Vollstreckung: Wenn eine nichtpfändbare Forderung gepfändet werden soll
07.12.2025
Mit dem Finanzamt ist nicht zu spaßen. Daher sollten Sie, wenn die Behörde Geld von Ihnen haben möchte, die Zahlung nicht unnögit hinauszögern. Zum einen werden Zinsen auf eine nichtgezahlte Steuerschuld fällig. Und zum anderen muss das Finanzamt sich nicht lange mit Formalien aufhalten, um einen Betrag bei Ihnen zu pfänden. Der Bescheid mit der Nachzahlung an sich stellt nämlich schon einen Vollstreckungstitel dar! So kann eine Pfändung ganz schnell vonstattengehen. Das Finanzgericht Hessen (FG) musste entscheiden, ob es bei einer solchen Pfändung auch Grenzen gibt.
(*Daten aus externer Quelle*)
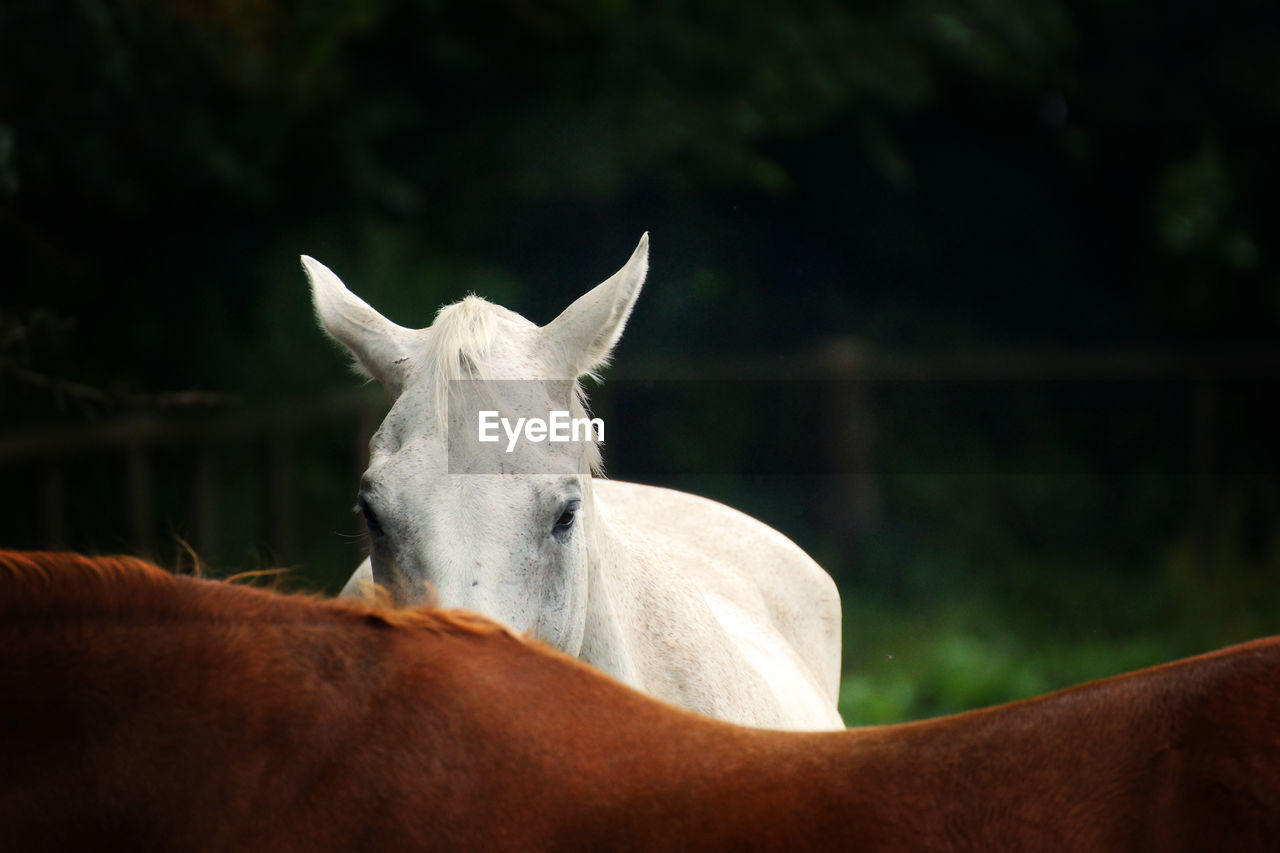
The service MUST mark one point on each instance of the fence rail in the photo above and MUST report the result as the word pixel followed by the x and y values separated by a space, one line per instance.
pixel 849 369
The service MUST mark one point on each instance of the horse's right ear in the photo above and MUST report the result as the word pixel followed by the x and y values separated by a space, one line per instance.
pixel 378 345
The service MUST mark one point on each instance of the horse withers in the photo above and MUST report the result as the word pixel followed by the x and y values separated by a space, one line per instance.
pixel 149 711
pixel 679 596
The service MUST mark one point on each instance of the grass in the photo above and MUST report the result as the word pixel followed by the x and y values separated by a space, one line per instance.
pixel 1020 639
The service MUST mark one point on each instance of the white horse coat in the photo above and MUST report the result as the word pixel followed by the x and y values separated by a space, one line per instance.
pixel 682 597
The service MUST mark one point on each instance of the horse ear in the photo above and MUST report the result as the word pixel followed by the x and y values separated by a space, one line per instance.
pixel 588 329
pixel 378 345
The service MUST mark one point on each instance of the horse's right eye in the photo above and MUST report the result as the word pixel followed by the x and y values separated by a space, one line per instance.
pixel 371 521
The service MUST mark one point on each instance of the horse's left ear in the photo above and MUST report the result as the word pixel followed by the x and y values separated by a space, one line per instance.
pixel 586 332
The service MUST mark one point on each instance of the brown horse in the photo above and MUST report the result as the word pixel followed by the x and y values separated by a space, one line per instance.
pixel 141 710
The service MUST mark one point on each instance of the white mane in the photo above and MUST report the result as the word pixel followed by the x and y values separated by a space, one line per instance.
pixel 460 346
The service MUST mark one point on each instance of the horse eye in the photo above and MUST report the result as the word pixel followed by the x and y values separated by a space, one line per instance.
pixel 566 519
pixel 371 521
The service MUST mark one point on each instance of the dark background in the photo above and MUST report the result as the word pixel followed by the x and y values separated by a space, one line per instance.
pixel 976 300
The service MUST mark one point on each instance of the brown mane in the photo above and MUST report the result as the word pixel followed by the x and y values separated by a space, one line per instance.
pixel 42 583
pixel 151 711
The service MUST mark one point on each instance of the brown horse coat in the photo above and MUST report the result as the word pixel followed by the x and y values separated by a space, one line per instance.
pixel 141 710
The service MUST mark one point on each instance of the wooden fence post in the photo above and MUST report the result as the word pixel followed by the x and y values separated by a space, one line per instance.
pixel 140 500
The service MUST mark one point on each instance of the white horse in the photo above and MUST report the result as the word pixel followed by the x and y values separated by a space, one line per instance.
pixel 675 594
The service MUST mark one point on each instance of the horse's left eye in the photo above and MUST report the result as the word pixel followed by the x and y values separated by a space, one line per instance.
pixel 566 519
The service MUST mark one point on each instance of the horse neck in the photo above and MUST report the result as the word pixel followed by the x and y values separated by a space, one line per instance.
pixel 604 642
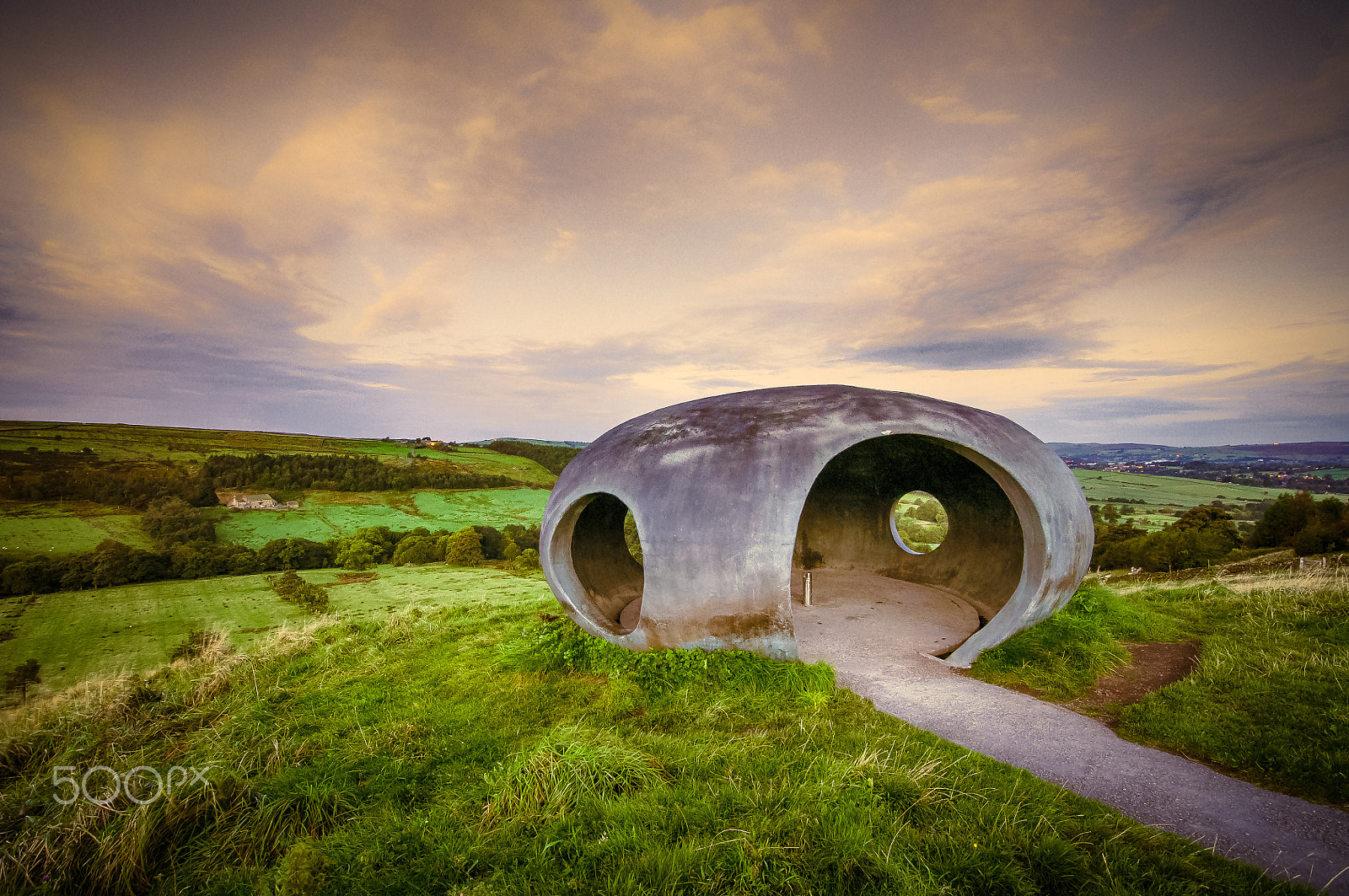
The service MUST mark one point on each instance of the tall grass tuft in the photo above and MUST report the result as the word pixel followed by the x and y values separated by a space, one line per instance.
pixel 568 765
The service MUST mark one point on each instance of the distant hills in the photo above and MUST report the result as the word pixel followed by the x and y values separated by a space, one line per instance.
pixel 532 442
pixel 1275 453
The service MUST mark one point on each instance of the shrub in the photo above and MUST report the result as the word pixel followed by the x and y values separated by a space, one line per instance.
pixel 292 588
pixel 465 548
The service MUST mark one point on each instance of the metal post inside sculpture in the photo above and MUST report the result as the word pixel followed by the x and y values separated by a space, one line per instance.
pixel 733 494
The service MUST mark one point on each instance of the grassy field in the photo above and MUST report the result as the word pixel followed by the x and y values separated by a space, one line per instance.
pixel 152 444
pixel 472 747
pixel 1270 698
pixel 1164 494
pixel 324 514
pixel 67 527
pixel 85 635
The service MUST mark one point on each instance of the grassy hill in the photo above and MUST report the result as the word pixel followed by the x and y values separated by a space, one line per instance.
pixel 476 743
pixel 1164 496
pixel 191 447
pixel 110 632
pixel 324 514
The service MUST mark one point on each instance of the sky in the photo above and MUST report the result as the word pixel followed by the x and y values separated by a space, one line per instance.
pixel 1110 222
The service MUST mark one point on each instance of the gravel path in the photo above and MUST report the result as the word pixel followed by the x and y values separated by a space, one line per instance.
pixel 874 632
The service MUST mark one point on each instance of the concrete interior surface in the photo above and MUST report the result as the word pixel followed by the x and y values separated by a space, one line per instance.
pixel 733 494
pixel 861 614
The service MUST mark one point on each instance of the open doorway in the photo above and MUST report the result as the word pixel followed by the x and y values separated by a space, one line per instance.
pixel 911 548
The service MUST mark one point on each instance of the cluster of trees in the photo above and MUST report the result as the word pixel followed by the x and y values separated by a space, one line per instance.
pixel 1303 523
pixel 33 475
pixel 189 550
pixel 114 563
pixel 78 476
pixel 923 525
pixel 341 473
pixel 551 458
pixel 292 588
pixel 1209 534
pixel 469 547
pixel 1201 536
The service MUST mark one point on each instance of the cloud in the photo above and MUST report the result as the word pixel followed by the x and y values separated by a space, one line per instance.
pixel 563 246
pixel 953 110
pixel 980 350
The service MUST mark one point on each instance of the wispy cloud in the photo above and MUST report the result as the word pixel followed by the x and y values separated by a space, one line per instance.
pixel 540 215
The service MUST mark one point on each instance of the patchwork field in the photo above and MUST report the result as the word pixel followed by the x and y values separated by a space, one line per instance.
pixel 324 514
pixel 150 444
pixel 64 528
pixel 1164 494
pixel 84 635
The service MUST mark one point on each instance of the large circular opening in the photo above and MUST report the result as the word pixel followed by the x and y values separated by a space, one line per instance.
pixel 606 567
pixel 917 523
pixel 953 528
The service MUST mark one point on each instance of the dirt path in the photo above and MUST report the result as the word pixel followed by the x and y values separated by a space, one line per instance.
pixel 858 625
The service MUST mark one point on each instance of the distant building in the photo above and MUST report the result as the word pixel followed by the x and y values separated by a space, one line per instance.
pixel 260 502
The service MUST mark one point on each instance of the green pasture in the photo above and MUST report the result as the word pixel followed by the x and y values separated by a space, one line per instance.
pixel 482 748
pixel 1267 702
pixel 324 514
pixel 150 444
pixel 492 464
pixel 67 528
pixel 105 632
pixel 1164 494
pixel 84 635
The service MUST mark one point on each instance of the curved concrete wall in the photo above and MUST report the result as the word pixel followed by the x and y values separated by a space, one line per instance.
pixel 725 491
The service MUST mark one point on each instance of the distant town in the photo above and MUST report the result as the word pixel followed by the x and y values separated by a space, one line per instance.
pixel 1319 467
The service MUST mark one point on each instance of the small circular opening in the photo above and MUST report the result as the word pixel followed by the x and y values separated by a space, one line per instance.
pixel 634 541
pixel 917 523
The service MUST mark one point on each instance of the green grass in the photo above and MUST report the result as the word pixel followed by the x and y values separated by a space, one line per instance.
pixel 1268 700
pixel 1065 655
pixel 472 748
pixel 324 514
pixel 85 635
pixel 67 528
pixel 1164 494
pixel 152 444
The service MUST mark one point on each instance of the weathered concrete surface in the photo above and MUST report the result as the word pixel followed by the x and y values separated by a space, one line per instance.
pixel 726 491
pixel 1281 834
pixel 865 614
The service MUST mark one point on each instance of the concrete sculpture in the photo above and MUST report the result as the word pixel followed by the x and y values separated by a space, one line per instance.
pixel 728 491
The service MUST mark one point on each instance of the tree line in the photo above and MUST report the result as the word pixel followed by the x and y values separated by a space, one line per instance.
pixel 551 458
pixel 341 473
pixel 34 475
pixel 54 475
pixel 1207 534
pixel 186 548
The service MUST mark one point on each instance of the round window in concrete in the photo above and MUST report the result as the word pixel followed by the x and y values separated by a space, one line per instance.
pixel 634 541
pixel 917 523
pixel 604 563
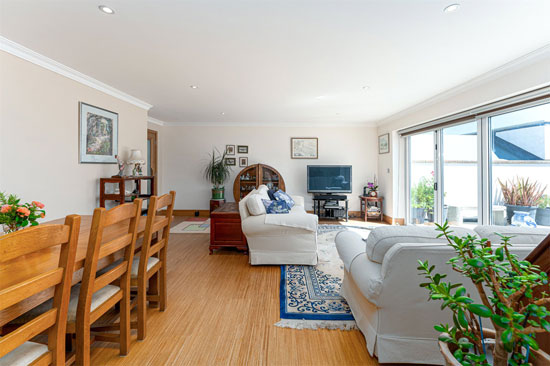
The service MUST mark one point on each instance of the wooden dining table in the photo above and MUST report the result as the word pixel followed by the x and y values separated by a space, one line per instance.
pixel 24 267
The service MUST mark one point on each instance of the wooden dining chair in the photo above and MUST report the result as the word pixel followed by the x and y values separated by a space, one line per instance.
pixel 150 267
pixel 16 347
pixel 98 294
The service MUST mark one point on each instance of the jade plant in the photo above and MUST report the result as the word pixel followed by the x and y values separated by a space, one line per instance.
pixel 508 305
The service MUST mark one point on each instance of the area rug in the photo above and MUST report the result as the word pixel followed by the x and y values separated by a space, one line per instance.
pixel 310 295
pixel 192 226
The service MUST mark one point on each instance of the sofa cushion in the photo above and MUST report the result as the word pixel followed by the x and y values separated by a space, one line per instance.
pixel 382 239
pixel 255 205
pixel 521 235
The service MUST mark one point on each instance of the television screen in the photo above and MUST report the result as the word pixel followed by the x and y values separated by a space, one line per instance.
pixel 329 178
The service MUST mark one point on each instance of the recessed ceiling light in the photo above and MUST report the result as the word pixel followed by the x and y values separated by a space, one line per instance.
pixel 451 8
pixel 106 9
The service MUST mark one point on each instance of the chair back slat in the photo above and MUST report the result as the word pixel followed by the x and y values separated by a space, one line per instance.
pixel 114 245
pixel 27 331
pixel 110 276
pixel 58 280
pixel 19 292
pixel 31 240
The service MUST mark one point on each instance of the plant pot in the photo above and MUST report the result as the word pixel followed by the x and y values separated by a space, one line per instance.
pixel 511 208
pixel 543 216
pixel 537 358
pixel 418 215
pixel 218 193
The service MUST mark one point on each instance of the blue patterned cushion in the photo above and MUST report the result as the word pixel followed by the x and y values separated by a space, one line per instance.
pixel 282 196
pixel 275 207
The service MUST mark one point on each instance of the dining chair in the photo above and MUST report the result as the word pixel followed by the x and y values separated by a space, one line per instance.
pixel 150 267
pixel 16 347
pixel 97 294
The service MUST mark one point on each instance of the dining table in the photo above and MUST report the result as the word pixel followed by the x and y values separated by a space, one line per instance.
pixel 27 266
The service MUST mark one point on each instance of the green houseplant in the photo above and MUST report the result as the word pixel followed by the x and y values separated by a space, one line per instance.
pixel 505 285
pixel 217 172
pixel 520 194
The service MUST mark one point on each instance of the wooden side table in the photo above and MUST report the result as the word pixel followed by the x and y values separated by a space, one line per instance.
pixel 367 201
pixel 225 228
pixel 214 204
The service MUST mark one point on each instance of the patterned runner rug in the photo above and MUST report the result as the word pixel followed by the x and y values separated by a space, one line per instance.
pixel 310 295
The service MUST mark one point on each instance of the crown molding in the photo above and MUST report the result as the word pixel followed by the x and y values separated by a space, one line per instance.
pixel 511 66
pixel 29 55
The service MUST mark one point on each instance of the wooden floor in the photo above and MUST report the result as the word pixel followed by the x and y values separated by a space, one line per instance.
pixel 221 311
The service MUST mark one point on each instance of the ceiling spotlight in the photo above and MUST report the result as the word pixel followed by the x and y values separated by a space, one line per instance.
pixel 451 8
pixel 106 9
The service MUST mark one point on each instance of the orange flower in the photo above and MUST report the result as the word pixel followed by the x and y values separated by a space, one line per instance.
pixel 24 211
pixel 38 204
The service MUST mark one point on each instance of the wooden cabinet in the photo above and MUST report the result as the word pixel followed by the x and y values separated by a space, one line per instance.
pixel 253 176
pixel 225 228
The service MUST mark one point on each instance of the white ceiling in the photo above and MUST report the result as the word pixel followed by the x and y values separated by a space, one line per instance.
pixel 279 61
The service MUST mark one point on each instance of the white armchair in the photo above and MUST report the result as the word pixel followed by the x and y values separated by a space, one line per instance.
pixel 293 241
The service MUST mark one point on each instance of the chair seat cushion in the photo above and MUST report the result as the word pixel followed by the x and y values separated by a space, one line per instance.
pixel 24 354
pixel 151 261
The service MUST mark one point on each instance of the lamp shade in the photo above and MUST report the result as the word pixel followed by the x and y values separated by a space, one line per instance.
pixel 135 155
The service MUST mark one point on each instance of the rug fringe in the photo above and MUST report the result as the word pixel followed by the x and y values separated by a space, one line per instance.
pixel 317 324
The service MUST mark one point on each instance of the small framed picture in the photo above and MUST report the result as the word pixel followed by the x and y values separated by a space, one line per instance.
pixel 304 148
pixel 384 143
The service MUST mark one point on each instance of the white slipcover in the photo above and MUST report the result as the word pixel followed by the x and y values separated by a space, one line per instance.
pixel 280 244
pixel 390 308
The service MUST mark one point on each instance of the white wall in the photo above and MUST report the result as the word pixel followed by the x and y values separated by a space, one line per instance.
pixel 39 137
pixel 514 79
pixel 185 151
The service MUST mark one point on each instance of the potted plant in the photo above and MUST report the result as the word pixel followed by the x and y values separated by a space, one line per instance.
pixel 15 215
pixel 509 305
pixel 521 195
pixel 543 211
pixel 217 172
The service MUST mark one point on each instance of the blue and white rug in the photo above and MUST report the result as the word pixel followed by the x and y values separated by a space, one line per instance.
pixel 310 295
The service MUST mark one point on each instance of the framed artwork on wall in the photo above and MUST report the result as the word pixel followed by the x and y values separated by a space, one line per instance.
pixel 384 143
pixel 304 148
pixel 98 135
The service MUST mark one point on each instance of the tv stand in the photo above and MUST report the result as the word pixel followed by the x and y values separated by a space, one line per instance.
pixel 327 206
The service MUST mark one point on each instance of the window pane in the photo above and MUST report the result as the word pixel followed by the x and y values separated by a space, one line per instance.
pixel 520 154
pixel 422 195
pixel 460 181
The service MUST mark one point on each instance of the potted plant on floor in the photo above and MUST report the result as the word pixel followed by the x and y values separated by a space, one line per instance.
pixel 509 305
pixel 521 195
pixel 217 172
pixel 543 211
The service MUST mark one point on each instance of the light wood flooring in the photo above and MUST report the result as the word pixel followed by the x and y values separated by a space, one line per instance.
pixel 222 311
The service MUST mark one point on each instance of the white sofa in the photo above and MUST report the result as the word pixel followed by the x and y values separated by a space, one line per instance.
pixel 295 242
pixel 381 285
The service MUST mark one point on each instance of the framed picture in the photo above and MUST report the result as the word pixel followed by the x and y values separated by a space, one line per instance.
pixel 98 135
pixel 384 143
pixel 304 148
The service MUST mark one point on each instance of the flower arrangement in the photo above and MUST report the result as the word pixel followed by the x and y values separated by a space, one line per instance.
pixel 15 216
pixel 505 286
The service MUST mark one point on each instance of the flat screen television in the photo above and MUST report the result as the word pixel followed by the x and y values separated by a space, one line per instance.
pixel 329 178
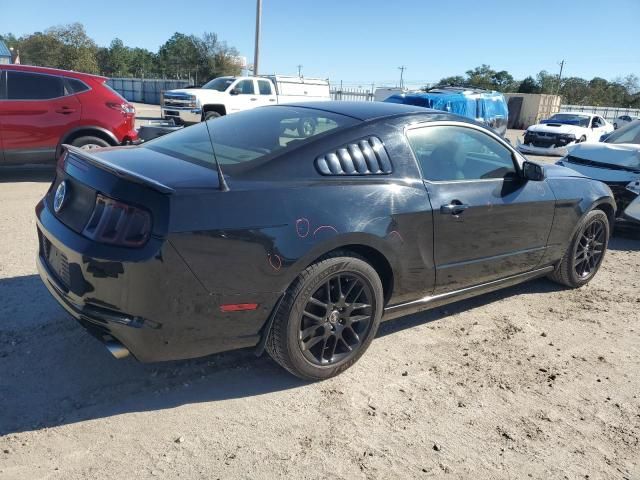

Die verheirateten und zusammen veranlagten Antragsteller hatten ihre Einkommensteuer nicht fristgerecht gezahlt. Das Finanzamt pfändete daher beide Konten. Von der Pfändung umfasst war auch eine der Antragstellerin zustehende Auszahlung eines Bildungskredits der Kreditanstalt für Wiederaufbau (KfW). Gegen diese Pfändung beantragten die Antragsteller den Erlass einer einstweiligen Anordnung. Der von der KfW über das Bundesverwaltungsamt ausgezahlte Bildungskredit sei eine zweckgebundene Förderung und unterliege daher einem strikten Pfändungsverbot. Die Pfändung sei insoweit aufzuheben.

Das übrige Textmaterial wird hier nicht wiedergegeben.